Gorbachev was devastated too by the collapse of the USSR which he had hoped to reform and preserve. More than three decades later, many Russians still blame him for the break-up of the former superpower.

Putin’s decision to launch what he called “a special military operation” in Ukraine appears aimed at reversing, at least in part, the collapse which Gorbachev failed to prevent.

Pozner, who said he admired and liked Gorbachev even though the late politician had used crude language to berate him in their last phone conversation, said that Putin’s attitude to Boris Yeltsin, his immediate successor, was very different.

That can be seen in the starkly different ways the Kremlin has approached the two politicians’ funerals.

Gorbachev’s body will lie in state on Saturday in Moscow’s Hall of Columns, a grand venue near the Kremlin that hosted the funerals of Soviet leaders Vladimir Lenin, Josef Stalin and Leonid Brezhnev. But though Gorbachev will be given a military guard of honour his funeral will not be a state one.

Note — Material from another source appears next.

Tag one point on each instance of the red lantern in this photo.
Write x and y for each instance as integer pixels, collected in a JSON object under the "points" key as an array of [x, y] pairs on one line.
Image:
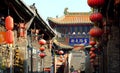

By contrast, Putin declared a national day of mourning when Yeltsin, the man who named him as his successor, died in 2007. Putin, alongside world leaders, then attended a grand state funeral in Moscow’s Cathedral of Christ the Saviour.

Pozner suggested that Yeltsin’s desire to eclipse Gorbachev, whom he loathed, may have been one of the reasons the Soviet Union fell.

“You know that Gorbachev сeased to be President of the USSR because of Yeltsin,” said Pozner.

“Yeltsin, in my opinion, broke up the Soviet Union precisely to become President. Because as long as there was the Soviet Union, there was a President Gorbachev. And when the Soviet Union disappeared – President Gorbachev disappeared and you had President Yeltsin,” he said.